Its not correct that only changing the data populates the vdev, changing metadata also does this.

My research suggest, that access time/Change time is part of the dnode, therefore this should be sufficient.

Executing the command resulted in very high write speed on the vdev.
After executing the command, the vdev gained 40GB.
I can see very strong read speeds on vdev while executing du -sh.

Populating the ARC is not as fast as you might think, when handling 4.325.817 files. These files have to be red multiple times, when you want to have all of them in ARC, but only one run takes hours. Therefore prefetching (if even possible on my setup) takes days.

As i said before, i enabled atime just temporarily to ensure that the touch command has any effect, but i don’t know if it’s needed.

I hope my context to your context helped

I’m sorry you took any offence or disrespect for your research or time spend understanding zfs and it’s mysterious ways of working - none intended :slight_smile:

I think we are in sync on the way it populates data to special device, and I also think we agree.

I stated that:
…only zfs send | zfs recv, rsync or similar of all data will do that for you…

You say:
My research suggest, that access time/Change time is part of the dnode, therefore this should be sufficient.

A dnode can contain many different metadata structures, it could be time of access or modify, it could be a directory reference or lots of other things.
However, the core if it is, only metadata (or we could call it dnode data) that is modified gets moved to special dev.
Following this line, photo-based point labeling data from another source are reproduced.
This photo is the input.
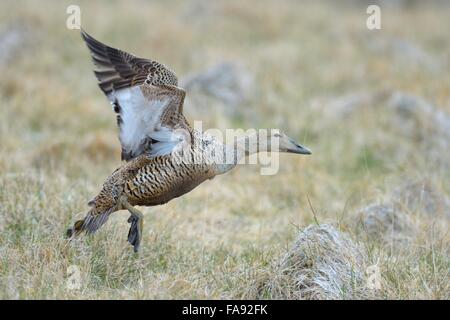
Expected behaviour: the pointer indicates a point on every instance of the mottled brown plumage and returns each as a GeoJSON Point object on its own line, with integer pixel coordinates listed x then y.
{"type": "Point", "coordinates": [165, 157]}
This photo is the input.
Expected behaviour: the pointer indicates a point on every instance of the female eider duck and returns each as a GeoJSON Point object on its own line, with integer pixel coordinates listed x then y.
{"type": "Point", "coordinates": [165, 157]}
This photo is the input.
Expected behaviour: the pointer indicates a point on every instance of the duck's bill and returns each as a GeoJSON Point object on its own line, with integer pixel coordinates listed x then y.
{"type": "Point", "coordinates": [298, 149]}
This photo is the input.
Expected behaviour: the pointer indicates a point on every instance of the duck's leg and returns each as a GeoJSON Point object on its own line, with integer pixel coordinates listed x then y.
{"type": "Point", "coordinates": [137, 224]}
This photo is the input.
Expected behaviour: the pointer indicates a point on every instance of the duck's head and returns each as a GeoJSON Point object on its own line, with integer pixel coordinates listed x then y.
{"type": "Point", "coordinates": [278, 139]}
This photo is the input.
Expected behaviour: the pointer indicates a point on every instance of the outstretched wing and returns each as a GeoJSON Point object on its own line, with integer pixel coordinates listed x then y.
{"type": "Point", "coordinates": [145, 96]}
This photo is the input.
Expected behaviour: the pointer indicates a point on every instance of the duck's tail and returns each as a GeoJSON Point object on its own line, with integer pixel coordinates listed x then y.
{"type": "Point", "coordinates": [94, 219]}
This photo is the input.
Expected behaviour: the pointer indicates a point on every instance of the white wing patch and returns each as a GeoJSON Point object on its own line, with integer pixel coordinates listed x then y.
{"type": "Point", "coordinates": [141, 119]}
So if you update a timestamp with ie. a touch command, it will move that data to special dev, but not the files corresponding metadata for file size + type, block pointers acl etc.

So, in general updating metadata will move it to special dev, but only that metadata you update. And in case you would like all your metadata for all your files populated to special device, you do need to re-write all data through either zfs send, rsync or something else that actually reads/writes it all.

–

Now in regards to the “please go read those” comment, it was certainly not meant in a way to undermine your invested time or existing knowledge of the innnerworkings of ZFS. Just a quick way referencing to something already in here. There’s hours and hours or reading with great details of good knowledge, but I can’t quickly compile it into this post - so I just wanted to raise the attention for those.

I knew zfs before, i took 2 minutes for dnode, thank you…

I still don’t agree on that. Informations for file size is currently on the vdev (as you saw from du -sh command) and it doesn’t come from ARC.

Mmh.. you’re probably right if dnode grows by that command :+1:
Then I guess it would reallocate it, instead of rewriting it back to original vdev.